# Prices and Postal charges - Smokey Barn - UPDATE



## Chris_on_caffeine (Jul 21, 2012)

Royal Mail has moved the goal posts again so we've taken this opportunity to review the whole pricing and weight structure at Smokey Barn.

A lot of the previous Royal Mail price brackets have been removed and it's now a flat rate of £3 to send a small parcel up to 1Kg.

In this case, to maximise efficiency within the new weight bracket, what we've done in INCREASED the size of our bags to 300gs at NO EXTRA COST to you. This means you can now buy 3 x 300g bags of coffee for a postal price of just £3.







:good:

We also have a few selection packs on the website which were tipping the scales at 1.25KG taking it into the £6.85 postal category. So what we've done is reduced the size of these bags from 250g to 175g, bringing the scales below 1Kg and into the £3 postal rate. Because the amount of coffee in these selection packs has reduced, so has our price. Example:

The Africa selection pack was (£21.49 + £6.50p&p) is now (£14.99 + £3p&p) a total reduction of £10! for a loss of only 375g of coffee.







:good:

Because of all these savings we've had to remove the options to buy 500g and 1Kg bags at discounted rates.

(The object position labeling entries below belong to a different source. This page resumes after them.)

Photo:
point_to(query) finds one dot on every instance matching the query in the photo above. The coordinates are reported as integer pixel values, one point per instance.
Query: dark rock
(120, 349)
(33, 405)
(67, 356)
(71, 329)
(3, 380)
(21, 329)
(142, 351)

I've now made these changes to the website and it should all run smoothly, but if there are any early day hiccups, please let me know and I'll do my best to get it fixed asap. Feedback always welcome.

Kind regards

Chris


----------



## Glenn (Jun 14, 2008)

Thankyou for the clear explaination Chris

Just shows how the volatility of pricing and restricve banding for postal services can influence the ability to offer products to the public at realistic prices.

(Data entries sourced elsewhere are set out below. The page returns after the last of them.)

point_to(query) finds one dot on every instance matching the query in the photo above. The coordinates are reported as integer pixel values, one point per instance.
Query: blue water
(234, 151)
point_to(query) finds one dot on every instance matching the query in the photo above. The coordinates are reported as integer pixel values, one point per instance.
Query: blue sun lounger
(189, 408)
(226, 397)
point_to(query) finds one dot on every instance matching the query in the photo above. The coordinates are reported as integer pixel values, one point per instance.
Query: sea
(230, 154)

In this instance the changes seem to bring about a number of improvements and flexibility in pricing.


----------



## Chris_on_caffeine (Jul 21, 2012)

Yes if you shop clever it can be a great improvement. The problems occur when you want to buy more than 3 bags of 300gs. Perhaps I could look into having two bag sizes, including 175g, that way people could buy 5 x 175g or 3 x 300g, for the same postal price.


----------



## Nimble Motionists (Oct 22, 2012)

Great news, will be placing an order when I get back from holiday!


----------



## shrink (Nov 12, 2012)

im confused though... couldnt you still offer 500g or 1kg bags? surely they would still work under the £3 postage rule?

e.g. 1x 1kg bag could still work out to be a better deal than 3x300g bags?

i could be missing something though


----------



## Pablo (Mar 19, 2011)

shrink said:


> im confused though... couldnt you still offer 500g or 1kg bags? surely they would still work under the £3 postage rule?
> 
> e.g. 1x 1kg bag could still work out to be a better deal than 3x300g bags?
> 
> i could be missing something though


You're missing the weight of the packaging


----------



## Chris_on_caffeine (Jul 21, 2012)

Exactly


----------



## shrink (Nov 12, 2012)

ach.. i'd accept 950g in a kilo bag


----------



## Big Tony (Dec 18, 2012)

Cheers Chris.. I know too well about the frustrations of posting with Royal Mail. I much prefer your options now and will defo be buying from you again


----------



## Chris_on_caffeine (Jul 21, 2012)

Big Tony said:


> Cheers Chris.. I know too well about the frustrations of posting with Royal Mail. I much prefer your options now and will defo be buying from you again


Glad to hear it









Also want to add that we've now included the 175g option for all coffees. Because of this I've removed the selection packs (as you may as well make up your own selection pack 5x175g).


----------